E-learning refers to the integration of digital resources and computer-based tools to enhance the teaching and learning process (Seery and O’Connor, 2015). In chemistry, research underscores the importance of incorporating instructional computer systems, such as e-learning tools, to improve the effectiveness of chemistry education (Brindha et al., 2015; Wörner et al., 2022). A strong laboratory component is central to most chemistry courses, as practical experiments are essential for understanding chemical concepts. However, conducting these experiments can be costly, time-consuming, and sometimes hazardous (Georgiou et al., 2007). Given the significance of experiments in chemistry education, e-learning technologies offer an alternative by allowing students to engage in simulated chemical experiments. These simulations enable students to manipulate variables, observe reactions, and gain a deeper understanding of the underlying scientific principles (Jakkula et al., 2020).

A wide array of digital tools, including simulators and virtual laboratories, is available online to facilitate a deeper understanding of essential chemistry principles. The primary goal of these tools is to create a dynamic, progressive, and transforming learning process that enhances the study of chemistry (Urquizo et al., 2022).

2.3 Virtual laboratories as an innovative teaching tool

It is widely recognized that using virtual educational tools is crucial for teaching practical components across various academic levels (Darrah et al., 2014). In chemistry, virtual laboratories represent a significant technical advancement, offering an innovative approach to teaching that holds great promise for enhancing the learning process. A growing body of literature highlights the importance of virtual laboratories in chemistry education (Chan et al., 2021).

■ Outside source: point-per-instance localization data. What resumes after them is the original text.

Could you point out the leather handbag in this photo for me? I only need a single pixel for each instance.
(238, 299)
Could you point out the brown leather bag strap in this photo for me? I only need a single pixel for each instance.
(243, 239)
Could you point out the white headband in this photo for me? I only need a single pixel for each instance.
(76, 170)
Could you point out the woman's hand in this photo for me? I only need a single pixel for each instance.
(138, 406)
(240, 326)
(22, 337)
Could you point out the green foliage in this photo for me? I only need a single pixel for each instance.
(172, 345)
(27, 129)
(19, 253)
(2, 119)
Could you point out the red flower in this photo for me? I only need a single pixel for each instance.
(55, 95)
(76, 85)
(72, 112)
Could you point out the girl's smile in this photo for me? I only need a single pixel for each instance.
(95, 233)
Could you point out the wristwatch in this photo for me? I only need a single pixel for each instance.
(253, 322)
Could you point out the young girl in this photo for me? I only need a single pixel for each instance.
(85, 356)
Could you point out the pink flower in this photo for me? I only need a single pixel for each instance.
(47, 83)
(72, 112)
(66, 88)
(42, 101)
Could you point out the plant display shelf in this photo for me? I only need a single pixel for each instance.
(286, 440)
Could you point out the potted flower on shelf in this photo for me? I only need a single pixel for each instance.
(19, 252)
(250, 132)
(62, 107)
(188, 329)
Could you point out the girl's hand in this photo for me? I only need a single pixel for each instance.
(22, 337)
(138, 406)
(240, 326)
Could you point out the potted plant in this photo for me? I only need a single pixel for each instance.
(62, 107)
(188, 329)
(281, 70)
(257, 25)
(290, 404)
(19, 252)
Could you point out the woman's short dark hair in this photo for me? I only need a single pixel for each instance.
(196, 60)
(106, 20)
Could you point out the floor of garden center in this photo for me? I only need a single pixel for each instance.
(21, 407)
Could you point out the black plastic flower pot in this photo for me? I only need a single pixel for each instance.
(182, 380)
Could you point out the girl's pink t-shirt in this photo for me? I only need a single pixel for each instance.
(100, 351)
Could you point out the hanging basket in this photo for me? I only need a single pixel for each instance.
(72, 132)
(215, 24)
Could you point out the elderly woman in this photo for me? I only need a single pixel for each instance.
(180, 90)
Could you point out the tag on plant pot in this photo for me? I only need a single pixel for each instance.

Virtual laboratories are described as experiential learning environments that closely mimic real-world experiences. They enable the development of laboratory practices through a user-friendly interface where various equipment and tools are accessible based on specific needs. Users can execute different instructions through the computer, facilitating an effective hands-on learning approach in a simulated setting (Urquizo et al., 2022). The integration of virtual laboratories has become a critical strategy to ensure the continuity of student learning, providing engaging and interactive experiences that can supplement or, in some cases, replace traditional laboratory activities (Villanueva and Zimmermann, 2020). Virtual laboratories have been shown to help students visualize abstract concepts, reinforce their understanding, and achieve better conceptual learning compared to traditional laboratory settings (Wörner et al., 2022). In particular, using virtual laboratories to teach chemistry helps decrease chemical waste and pollution while saving money, time, and resources (Potkonjak et al., 2016). This underscores the significance of virtual laboratories in chemistry education. Brinson (2015) compiled a literature review concerning empirical research related to the learning outcomes in virtual versus traditional laboratories (Brinson, 2015). According to his review, virtual laboratories provide equal or better achievement of learning outcomes in all categories.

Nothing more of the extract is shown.